Et ces compositeurs contemporains à portée de main comme tout à l’heure avec Pärt…


C’est si important. Et surtout si différent. Le compositeur est là, entend la musique, sa musique. Pour la première fois en plus. Ce qui n’a plus rien à voir avec sa première écoute, seul dans sa tête face à sa partition. Vous avez vu Arvo venir me voir à plusieurs reprises durant la répétition. La veille, au téléphone, il me donne des indications sur tel mouvement. Et là, aujourd’hui, il s’est précipité vers moi « c’est beaucoup trop rapide là ! ». Je lui ai répondu, « mais Arvo c’est exactement ce que tu m’as indiqué au téléphone hier ! » (rire). Intéressant de voir la réalité dans la salle, si différente de celle dans sa tête. Lorsque les choses deviennent pratiques, il faut concrètement écouter le résultat live. Finalement, le processus créatif ne s’arrête pas à la partition. Jusqu’à la dernière seconde de la répétition, les choses changent encore. Donc pour revenir à votre question, avoir le compositeur sous la main est on ne peut plus instructif. Et pas exclusivement pour ce que je viens de décrire. Surtout pour notre perception des musiques plus anciennes. Lorsque nous parlons des grands compositeurs classiques, nous évoquons des personnalités érigés en dieux. Mozart ! Haydn ! Bach ! Et chacune de leur note est prise comme un écrit religieux, la Bible même ! Si nous devons parler de tempo, lorsqu’il s’agit d’évoquer des termes ayant une connotation précise. Comme andante, presto ou n’importe quel autre. Et que vous mettez cela en parallèle avec l’anecdote que je viens d’évoquer avec Arvo, ça relativise pas mal de choses… Imaginez la même conversation entre Beethoven et un chef d’orchestre de son époque, même si Beethoven dirigeait sa propre musique. Rien n’est absolu en musique. Rien n’est gravé dans la pierre. Car la perception du temps et du son, l’environnement du son également, dépendant de tant de facteurs différents, physiquement et émotionnellement. Même la perception du temps de nos jours n’est plus la même. Le concept de vitesse n’a plus rien à voir avec celui de l’époque où il n’y avait pas internet par exemple.

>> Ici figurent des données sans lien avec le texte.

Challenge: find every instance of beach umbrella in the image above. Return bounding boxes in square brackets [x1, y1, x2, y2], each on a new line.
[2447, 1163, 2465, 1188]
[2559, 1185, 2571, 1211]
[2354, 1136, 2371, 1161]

Justement, vous avez traversé ces différentes périodes où temps et vitesse sont en mutation permanente… Vous êtes en quête de silence ? De spiritualité même ?


Toutes ces choses existent. Question de choix, c’est tout… Ce qui me manque de plus en plus, c’est effectivement le silence. Si j’avais une journée totalement libre, les gens me demanderaient « Tu veux aller où ? Tu veux faire quoi ? », et je répondrais « mais juste chez moi ! Pour surtout ne strictement rien faire ! » En fait ça n’est pas le temps libre qui me manque, mais plutôt le temps pour réfléchir. C’est totalement différent. Ce que je préfère par-dessus tout lorsque je suis dans un avion c’est d’être assis sans personne à côté de moi, sans même écouter de musique. Ni regarder de films. Avoir juste les yeux clos. Et réfléchir. Car croyez moi, lorsque vous retrouvez durant sept heures totalement seul, sans aucune activité, là vous commencez à cogiter réellement. Et avant même que vous ne vous en rendiez compte, vous pratiquez une forme de méditation. C’est ce qui me manque le plus dans ma vie aujourd’hui.

Quel type de mélomane êtes-vous ?


J’écoute des disques sans cesse ! J’adore surtout aller au concert dès que j’en ai l’occasion. Dans ma voiture, je mets tout le temps de la musique. En général, jamais rien de symphonique. Plutôt des quatuors de Chostakovitch et Bartók. Ou alors du jazz. J’écoute aussi beaucoup de musique contemporaine. Les gens n’arrêtent pas de m’en envoyer.